3. #ThankYouOJOL: Indonesians pay tribute to delivery drivers for bringing them the McDonald’s BTS Meal (2021)
Few outside the Kpop fandom phenomenon understand it, but Jakarta was also engulfed in McDonald’s BTS Meal fever. But with the special edition chicken nuggets only available via delivery, it was the city’s unsung heroes — motorcycle taxi drivers — who braved long queues and lack of social distancing to appease eternally grateful BTS fans.
Did we need our cuisine to be “discovered” by Gordon Ramsay? Amid those who appreciated the culinary superstar helping put Indonesian cuisine on the global map, there were some who did not quite appreciate the idea that western validation is necessary in this case.
It wasn’t all about the yums at Coconuts Jakarta. Sometimes, we had to stop and pay tribute to certain heroes in the food industry. Heroes like Nunuk Nuraini, who earlier this year passed away after gifting the world of Indomie’s iconic flavors.
The global appetite for Indomie is such that we regularly see unique takes on the beloved Indonesian instant noodles. Before there was Indomie-flavored ice cream, our world was rocked by the invention of the Indomie cake, which people couldn’t decide was an act of culinary genius or an edible abomination. To us, it’s pretty simple: the more Indomie, the better.
Decent Indian food is relatively hard to come by in the capital, especially an affordable option. So Jakartans were stoked — at least judging by the popularity of our review — when Accha arrived to offer butter chicken and naan bread that is accessible to all, even if the flavors may have been adjusted for local tongues somewhat.
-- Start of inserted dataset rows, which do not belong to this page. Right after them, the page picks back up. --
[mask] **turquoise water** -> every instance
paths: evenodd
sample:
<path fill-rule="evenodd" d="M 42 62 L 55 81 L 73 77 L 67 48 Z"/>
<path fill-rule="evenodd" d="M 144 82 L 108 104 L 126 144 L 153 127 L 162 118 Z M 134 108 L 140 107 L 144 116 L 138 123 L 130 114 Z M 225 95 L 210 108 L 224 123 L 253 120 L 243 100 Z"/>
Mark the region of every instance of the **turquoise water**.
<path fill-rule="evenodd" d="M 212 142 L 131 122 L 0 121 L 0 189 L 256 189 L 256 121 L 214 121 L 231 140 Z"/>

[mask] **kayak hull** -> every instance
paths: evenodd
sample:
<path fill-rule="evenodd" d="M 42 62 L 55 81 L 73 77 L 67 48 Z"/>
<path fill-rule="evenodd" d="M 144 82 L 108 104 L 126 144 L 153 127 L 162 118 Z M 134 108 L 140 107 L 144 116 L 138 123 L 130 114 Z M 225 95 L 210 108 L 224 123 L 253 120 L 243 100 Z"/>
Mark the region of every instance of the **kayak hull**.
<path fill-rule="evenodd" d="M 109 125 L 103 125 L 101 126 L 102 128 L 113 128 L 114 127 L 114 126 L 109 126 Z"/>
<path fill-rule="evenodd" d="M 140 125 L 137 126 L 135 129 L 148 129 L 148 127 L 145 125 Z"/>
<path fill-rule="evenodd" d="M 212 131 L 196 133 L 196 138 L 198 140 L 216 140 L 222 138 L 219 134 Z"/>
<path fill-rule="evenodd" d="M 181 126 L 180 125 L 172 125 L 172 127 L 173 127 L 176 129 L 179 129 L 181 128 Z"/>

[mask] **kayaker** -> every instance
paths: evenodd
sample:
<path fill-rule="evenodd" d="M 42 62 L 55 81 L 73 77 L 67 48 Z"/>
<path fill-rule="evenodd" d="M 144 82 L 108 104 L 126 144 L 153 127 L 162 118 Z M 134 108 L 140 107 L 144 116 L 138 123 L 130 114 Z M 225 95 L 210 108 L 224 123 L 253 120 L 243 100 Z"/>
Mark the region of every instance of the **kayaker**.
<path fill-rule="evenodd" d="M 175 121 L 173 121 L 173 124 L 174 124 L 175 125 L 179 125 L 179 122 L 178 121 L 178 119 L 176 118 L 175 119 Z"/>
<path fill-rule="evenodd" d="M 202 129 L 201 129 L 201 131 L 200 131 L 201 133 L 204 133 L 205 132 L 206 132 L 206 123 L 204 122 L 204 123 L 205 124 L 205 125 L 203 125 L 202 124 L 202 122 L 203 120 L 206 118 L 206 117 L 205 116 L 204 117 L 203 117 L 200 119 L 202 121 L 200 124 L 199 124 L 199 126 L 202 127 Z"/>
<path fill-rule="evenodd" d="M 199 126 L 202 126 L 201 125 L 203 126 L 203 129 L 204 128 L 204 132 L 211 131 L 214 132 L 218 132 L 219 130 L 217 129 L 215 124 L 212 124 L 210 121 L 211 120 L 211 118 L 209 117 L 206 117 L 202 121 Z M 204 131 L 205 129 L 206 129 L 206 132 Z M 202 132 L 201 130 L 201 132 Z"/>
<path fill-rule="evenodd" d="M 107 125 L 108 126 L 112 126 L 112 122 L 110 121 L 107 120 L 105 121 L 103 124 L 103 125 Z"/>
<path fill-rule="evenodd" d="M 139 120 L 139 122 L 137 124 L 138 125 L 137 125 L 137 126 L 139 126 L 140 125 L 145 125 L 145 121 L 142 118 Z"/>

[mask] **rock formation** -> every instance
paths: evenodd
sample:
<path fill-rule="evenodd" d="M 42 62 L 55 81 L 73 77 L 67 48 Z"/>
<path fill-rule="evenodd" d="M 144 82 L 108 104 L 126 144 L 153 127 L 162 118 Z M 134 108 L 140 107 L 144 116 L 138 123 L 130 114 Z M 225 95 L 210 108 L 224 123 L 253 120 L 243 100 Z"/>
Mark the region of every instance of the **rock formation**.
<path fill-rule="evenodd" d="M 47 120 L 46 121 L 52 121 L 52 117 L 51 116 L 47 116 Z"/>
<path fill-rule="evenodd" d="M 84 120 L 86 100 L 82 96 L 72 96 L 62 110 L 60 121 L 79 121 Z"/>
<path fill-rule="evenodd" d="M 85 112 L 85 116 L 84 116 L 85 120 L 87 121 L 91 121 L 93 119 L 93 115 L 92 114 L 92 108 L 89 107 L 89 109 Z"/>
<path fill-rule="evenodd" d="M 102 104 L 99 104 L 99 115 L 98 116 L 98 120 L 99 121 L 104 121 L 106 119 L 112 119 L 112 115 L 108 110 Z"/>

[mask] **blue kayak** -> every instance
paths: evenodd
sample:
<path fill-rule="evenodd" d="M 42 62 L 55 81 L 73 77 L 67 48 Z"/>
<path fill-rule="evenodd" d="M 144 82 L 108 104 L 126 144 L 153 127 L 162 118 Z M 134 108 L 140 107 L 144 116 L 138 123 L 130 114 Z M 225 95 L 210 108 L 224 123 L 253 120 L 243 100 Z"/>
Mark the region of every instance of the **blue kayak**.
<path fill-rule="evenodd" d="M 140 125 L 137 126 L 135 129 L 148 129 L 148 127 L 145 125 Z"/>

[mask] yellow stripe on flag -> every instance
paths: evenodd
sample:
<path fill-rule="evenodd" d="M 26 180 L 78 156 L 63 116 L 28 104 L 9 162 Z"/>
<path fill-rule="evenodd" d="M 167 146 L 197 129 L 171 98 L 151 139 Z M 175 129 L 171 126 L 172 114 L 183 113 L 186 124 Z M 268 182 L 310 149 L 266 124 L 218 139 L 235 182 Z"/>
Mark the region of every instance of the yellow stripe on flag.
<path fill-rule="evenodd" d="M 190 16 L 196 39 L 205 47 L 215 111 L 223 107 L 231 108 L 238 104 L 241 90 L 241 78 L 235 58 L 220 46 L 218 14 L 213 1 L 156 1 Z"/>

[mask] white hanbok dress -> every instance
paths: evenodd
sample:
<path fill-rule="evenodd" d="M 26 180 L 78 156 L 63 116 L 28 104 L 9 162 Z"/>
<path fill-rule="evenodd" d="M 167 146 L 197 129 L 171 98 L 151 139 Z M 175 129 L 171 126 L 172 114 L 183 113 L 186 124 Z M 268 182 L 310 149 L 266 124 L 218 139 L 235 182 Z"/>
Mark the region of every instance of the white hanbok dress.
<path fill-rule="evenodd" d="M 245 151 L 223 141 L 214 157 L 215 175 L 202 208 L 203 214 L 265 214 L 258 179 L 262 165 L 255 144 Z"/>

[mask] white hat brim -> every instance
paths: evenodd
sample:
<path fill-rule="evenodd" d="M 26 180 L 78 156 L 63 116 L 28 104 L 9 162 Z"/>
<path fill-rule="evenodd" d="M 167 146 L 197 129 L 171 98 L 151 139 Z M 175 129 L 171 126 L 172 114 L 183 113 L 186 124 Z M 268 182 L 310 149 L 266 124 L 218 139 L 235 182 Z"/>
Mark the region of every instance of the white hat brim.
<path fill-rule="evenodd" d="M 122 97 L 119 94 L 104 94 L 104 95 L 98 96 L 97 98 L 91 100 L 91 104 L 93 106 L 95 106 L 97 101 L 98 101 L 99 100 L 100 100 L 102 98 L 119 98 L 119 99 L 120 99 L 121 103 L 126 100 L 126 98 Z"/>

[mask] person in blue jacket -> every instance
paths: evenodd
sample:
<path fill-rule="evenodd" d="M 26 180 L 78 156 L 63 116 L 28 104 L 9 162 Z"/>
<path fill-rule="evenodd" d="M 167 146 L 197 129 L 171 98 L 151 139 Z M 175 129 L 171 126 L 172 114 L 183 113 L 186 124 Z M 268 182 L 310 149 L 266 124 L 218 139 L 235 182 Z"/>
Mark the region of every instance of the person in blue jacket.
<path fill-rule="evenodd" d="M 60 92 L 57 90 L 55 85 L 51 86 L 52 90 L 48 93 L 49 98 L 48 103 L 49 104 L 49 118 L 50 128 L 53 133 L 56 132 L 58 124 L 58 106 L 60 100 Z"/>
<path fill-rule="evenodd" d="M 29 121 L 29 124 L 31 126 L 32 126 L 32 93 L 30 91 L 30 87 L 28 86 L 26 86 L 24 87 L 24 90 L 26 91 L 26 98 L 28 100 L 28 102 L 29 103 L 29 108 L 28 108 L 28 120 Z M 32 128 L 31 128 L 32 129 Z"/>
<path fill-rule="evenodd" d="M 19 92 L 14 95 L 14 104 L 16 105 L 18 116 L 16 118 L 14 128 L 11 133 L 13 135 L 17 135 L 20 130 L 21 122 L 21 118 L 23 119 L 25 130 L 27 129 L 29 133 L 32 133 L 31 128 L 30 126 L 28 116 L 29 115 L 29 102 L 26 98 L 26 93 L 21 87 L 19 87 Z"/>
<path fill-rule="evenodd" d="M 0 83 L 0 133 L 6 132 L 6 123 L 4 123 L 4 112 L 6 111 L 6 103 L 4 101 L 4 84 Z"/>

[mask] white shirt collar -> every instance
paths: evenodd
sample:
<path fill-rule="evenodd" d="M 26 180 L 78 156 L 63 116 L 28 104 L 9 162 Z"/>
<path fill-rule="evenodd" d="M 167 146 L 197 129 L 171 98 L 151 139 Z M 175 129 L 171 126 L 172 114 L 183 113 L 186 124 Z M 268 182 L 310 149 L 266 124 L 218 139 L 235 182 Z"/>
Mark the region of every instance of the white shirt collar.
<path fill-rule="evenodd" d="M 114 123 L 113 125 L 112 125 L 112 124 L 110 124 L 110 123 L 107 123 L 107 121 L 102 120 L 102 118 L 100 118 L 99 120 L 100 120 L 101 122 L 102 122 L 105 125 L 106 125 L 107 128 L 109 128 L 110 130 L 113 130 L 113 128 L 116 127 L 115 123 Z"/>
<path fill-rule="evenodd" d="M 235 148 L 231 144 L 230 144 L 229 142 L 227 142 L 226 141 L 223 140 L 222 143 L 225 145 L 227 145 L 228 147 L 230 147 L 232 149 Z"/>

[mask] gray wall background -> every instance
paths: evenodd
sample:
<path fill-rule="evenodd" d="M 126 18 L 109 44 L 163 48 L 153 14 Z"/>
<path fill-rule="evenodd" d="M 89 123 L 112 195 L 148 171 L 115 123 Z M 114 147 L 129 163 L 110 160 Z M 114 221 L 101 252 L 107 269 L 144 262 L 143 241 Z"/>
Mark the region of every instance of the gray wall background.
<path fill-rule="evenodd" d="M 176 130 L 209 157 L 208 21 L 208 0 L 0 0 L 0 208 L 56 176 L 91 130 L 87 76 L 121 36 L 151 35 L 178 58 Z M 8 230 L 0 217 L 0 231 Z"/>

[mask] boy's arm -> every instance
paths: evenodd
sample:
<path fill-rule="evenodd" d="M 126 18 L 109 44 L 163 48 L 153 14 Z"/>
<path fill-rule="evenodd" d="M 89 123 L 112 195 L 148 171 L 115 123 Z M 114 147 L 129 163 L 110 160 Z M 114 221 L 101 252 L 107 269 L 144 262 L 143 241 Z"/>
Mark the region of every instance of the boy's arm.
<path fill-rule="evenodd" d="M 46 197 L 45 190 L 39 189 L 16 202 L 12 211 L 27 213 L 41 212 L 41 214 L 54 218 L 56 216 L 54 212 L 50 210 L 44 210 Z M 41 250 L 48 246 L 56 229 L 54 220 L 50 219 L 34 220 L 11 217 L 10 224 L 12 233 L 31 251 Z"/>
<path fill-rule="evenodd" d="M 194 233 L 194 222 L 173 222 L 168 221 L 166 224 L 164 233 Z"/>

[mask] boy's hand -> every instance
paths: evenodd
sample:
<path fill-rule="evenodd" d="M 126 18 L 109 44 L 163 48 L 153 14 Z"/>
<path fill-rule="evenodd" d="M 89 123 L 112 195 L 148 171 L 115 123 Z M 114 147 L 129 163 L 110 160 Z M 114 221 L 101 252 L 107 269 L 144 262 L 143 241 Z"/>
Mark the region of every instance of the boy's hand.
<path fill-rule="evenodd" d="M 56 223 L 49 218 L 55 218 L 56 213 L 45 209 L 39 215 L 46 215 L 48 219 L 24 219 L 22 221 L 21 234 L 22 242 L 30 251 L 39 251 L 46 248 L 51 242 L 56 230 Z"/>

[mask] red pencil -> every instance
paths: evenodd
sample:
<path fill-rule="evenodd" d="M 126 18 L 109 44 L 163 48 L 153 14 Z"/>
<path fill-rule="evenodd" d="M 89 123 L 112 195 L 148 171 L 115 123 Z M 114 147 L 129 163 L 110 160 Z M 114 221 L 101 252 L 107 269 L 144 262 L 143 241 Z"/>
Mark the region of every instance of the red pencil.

8. End of a McEra: Indonesia’s first McDonald’s restaurant in Central Jakarta’s Sarinah to close permanently (2020)
Jakarta may have numerous iconic restaurants, but it may surprise many that one of its most famous was a McDonald’s — specifically, the first outlet for the fast food chain in the country. The outlet was so iconic that thousands came by to say farewell (and take selfies) on its last day in 2020, leading to a huge fine for McDonald’s for breaching COVID-19 protocol.
Indonesians and Malaysians might not always get along, but they united over rendang pride and roasted the judges of Masterchef UK for saying that the legendary dish requires crispy chicken skin. What idiots. Now, at the risk of annoying our Malaysian friends, can we all agree to always use beef — and never chicken — in rendang?
Imagine the shock of learning that your beloved pet fish has been cooked for the delicious enjoyment of your family. That’s what happened to Bayu, a man from Central Java’s Sukoharjo regency, whose tragedy of losing his arowana drew sympathy from many in a nation obsessed with the prized pet fish.